The Power of Dialogue
I am part of a unique church with three language groups, each bound by a particular culture with immigrant parents who spent most of their childhood outside the US. These parents now face a huge cultural, generational, and social challenge in connecting with their children. “How do we equip parents to connect with their children?” This has been a constant hurdle we are faced with. One response we took into action was to hold Family Forums for our children, youth, and parents. We sensed a need to create safe platforms to address current issues our next generation is facing.
Recently, the topic of the forum was “sexuality”.
A panel of educators from the church led the forum.

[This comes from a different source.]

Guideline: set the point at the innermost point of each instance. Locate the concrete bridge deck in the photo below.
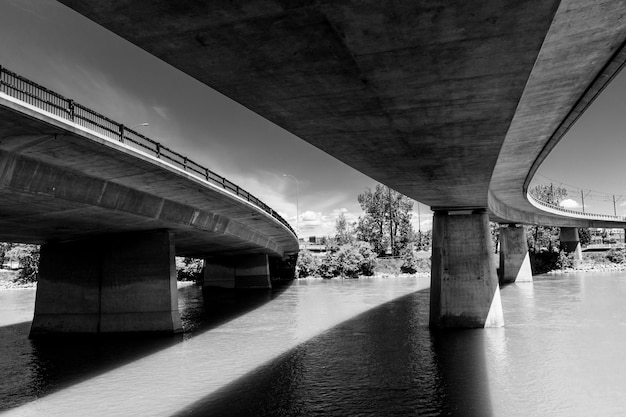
(61, 182)
(111, 217)
(454, 104)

Teachers in the preschool, elementary, and high school age groups each shared how the world is shaping our children’s worldview of sexuality. We presented the idea that all people are born as sexual beings. This was God’s design. We see signs of this as early as an infant growing in his first year, being stimulated by certain bodily touches. While this age group may simply realize and explore their body parts, we see how sexual identity is sadly and destructively shaped without a guided biblical worldview.
In the early years, we see manifestations of sexual promiscuity through a little girl’s flirtatious personality and dress. In the elementary schools, we see children openly talking about “sex”, as many reside in homes where the television is available without restrictions. We see teenagers falling into depression and insecurity as the world of social media has become the primary voice of their sexual identity. Our children will begin to form a worldview on sexuality from an early age—who will we allow to shape this in them?

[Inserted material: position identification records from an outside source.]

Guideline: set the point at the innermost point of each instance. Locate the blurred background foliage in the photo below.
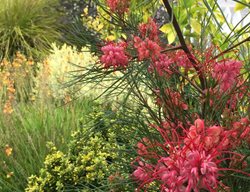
(46, 45)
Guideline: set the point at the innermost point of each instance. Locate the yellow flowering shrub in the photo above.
(16, 81)
(93, 160)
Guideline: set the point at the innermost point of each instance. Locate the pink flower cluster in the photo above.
(192, 163)
(114, 55)
(148, 44)
(149, 30)
(162, 65)
(181, 59)
(118, 6)
(146, 48)
(226, 72)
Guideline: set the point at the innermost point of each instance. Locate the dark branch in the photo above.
(183, 44)
(230, 48)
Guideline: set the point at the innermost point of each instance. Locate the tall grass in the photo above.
(28, 26)
(25, 133)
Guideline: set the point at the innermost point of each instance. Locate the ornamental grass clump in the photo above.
(28, 26)
(192, 98)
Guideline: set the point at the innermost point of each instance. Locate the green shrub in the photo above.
(26, 132)
(94, 162)
(28, 26)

Parents confessed their lack of engaged dialogue with their children on this topic. It can be a very private topic as many of them never had such conversations with their own parents. Many parents felt ill-equipped to give a proper response that is age-appropriate to their children. Unfortunately, many parents live in a world of secrecy and shame as they themselves struggle with sexual sins. How can they talk about sexuality when they cannot overcome their own battle?
While the church could have spent the forum talking about the do’s and don’ts of sexuality education, we took an approach that would challenge parents to sense the deep need and urgency to create dialogue with their children. Often, our next generation does not want to be lectured at. They want to be heard. They need to process what they hear and see. They need to be asked questions, to realize they can think for themselves. We are not raising puppet Christians, merely focused on their outward behavior and actions. Rather, we must engage with the heart. It is not a 1-2-3 step process, but it is having a place in the hearts of our children for them to know it is safe to talk to mom and dad about this issue (among all others). They would not be judged or shut down if they are struggling with gender confusion nor would they be forced to end friendships with children of same-sex parents. We are not compromising our biblical standards in creating dialogue. Rather, we are slowly shaping our children’s worldview through the power of dialogue.

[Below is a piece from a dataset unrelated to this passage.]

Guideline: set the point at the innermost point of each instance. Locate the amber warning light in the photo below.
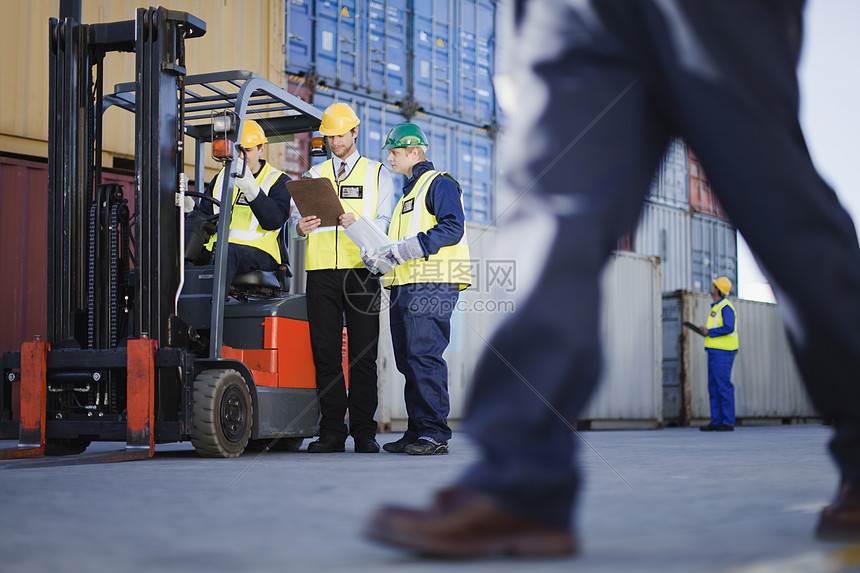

Schools are trying to create “safe places” for children. They are already making changes to create gender neutral bathrooms and even adopting the term “they” in the singular form. While the world strives for safe places, how are the church and families creating safe places for our children to process what they are exposed to and possibly engaged with? How are we equipping our children to embrace God’s truth, heart, and thoughts? Are we askable parents and church leaders, where children feel safe to talk to us? The harsh truth is that our children will learn about sexuality from somewhere, from someone. Will we be the primary voice that shapes our children’s worldview? Will we be the “safe place” for our children?
Do not conform to the pattern of this world, but be transformed by the renewing of your mind. Then you will be able to test and approve what God’s will is—his good, pleasing, and perfect will (Romans 12:2).